This is one of France’s largest cities, as well as one of its oldest. Sun drenched and on the shores of the Mediterranean, Marseille has attracted and fascinated people for thousands of years. Stroll along the quaysides of the old port before enjoying a traditional bouillabaisse fish stew or walk around the centre of old Marseille, through the little alleyways of the historic district of Le Panier. Walking down some of the streets here will take you on a journey throughout the countries of the Mediterranean basin!

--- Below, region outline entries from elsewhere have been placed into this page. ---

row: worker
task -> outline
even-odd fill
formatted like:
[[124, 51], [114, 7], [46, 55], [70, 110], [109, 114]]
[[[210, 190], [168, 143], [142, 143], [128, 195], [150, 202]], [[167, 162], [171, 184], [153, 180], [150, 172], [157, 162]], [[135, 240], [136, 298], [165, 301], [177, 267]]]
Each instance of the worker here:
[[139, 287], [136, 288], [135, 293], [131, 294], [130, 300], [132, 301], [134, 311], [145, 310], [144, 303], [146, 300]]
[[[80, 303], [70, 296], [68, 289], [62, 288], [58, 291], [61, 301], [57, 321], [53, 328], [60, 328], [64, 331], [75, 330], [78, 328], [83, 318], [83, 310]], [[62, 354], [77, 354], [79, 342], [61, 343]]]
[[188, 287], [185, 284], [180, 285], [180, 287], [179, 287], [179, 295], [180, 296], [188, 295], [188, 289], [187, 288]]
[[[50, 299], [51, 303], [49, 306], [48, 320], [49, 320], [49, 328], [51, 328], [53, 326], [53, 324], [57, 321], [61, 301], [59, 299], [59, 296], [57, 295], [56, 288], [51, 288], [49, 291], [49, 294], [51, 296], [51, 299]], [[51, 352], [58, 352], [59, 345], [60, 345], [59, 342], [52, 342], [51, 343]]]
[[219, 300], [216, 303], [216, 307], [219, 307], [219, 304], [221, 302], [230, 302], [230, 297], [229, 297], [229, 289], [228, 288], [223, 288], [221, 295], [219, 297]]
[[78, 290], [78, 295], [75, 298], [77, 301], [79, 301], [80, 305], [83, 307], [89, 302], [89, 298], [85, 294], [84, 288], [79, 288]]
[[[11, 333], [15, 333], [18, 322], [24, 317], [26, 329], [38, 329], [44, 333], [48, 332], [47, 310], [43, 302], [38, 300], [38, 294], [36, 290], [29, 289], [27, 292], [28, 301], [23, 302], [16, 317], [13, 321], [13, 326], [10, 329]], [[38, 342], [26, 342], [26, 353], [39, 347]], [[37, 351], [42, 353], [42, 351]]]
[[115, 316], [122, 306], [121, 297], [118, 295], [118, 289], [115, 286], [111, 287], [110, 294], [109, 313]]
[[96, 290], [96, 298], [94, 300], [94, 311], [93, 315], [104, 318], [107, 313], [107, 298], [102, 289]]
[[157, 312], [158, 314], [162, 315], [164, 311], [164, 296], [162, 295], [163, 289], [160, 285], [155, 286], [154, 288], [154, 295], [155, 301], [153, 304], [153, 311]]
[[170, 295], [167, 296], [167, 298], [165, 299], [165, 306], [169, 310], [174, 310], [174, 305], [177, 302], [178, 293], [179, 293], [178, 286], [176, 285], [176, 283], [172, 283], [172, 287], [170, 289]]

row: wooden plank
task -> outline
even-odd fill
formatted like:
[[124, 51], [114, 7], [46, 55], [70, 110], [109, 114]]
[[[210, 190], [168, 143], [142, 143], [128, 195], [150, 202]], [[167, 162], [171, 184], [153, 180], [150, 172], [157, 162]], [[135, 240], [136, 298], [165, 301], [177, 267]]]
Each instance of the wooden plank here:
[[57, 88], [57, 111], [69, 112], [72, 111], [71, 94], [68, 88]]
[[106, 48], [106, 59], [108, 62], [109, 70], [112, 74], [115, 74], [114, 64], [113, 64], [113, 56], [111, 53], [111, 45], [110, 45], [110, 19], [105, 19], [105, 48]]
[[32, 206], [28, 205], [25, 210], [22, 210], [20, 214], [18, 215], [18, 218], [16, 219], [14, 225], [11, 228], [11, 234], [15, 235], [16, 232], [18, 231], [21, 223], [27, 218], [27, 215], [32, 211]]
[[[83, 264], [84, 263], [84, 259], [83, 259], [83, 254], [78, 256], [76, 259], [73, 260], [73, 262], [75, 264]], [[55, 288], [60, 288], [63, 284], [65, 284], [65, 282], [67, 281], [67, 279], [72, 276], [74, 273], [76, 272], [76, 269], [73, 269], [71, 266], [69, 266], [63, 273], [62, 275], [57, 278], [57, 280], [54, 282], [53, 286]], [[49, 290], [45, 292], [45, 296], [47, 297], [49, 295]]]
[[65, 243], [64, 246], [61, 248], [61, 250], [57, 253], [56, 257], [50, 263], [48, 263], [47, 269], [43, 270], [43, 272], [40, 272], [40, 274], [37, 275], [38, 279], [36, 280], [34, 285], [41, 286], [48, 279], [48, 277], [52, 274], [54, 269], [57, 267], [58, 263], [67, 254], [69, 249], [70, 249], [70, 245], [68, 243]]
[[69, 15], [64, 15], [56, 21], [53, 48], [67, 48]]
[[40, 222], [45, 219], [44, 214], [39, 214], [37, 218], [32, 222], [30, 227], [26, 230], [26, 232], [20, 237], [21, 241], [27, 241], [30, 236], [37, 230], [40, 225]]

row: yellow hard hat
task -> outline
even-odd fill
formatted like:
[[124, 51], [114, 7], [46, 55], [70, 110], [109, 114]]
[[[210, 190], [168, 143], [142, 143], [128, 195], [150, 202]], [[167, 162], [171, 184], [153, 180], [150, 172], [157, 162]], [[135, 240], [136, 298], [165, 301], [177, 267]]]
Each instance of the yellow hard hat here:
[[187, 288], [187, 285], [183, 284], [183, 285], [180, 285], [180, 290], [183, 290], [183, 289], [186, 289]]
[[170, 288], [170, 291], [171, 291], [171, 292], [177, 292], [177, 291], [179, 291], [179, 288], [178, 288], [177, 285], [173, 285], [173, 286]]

You’ll always be aware that this entrancing city was built beside the sea, as here it is a constant presence, even with regard to the leisure activities of the people who live here. So why not do as they do, and grab your towel and swimming costume and hurry down to the beaches of the Prado, which are almost in the city centre. And if bathing isn’t your thing, you could take a shuttle from the Old Port to the Frioul Archipelago to visit the Château d’If, with its imposing walls.
And you really shouldn’t leave the city of Marseille without paying a visit to its famous Calanques, which have been awarded the status of Parc Naturel National, a real treasure of limestone and sea, very close to Marseille, and just a few minutes away from the district of la Canebière. Why not come and visit it by boat, before enjoying a dip in a little inlet with turquoise water, or take advantage of its wild beaches framed by the white cliffs?
A visit to Marseille would not be complete without popping into the Cathedral of Notre Dame de la Garde, which is also known as “Bonne Mère” by the locals. Having taken a trip up by bus, by car, or, for the courageous among you, by foot, you’ll be able to enjoy fantastic views over Marseille and its suburbs, from the northern districts to the Calanques, and more!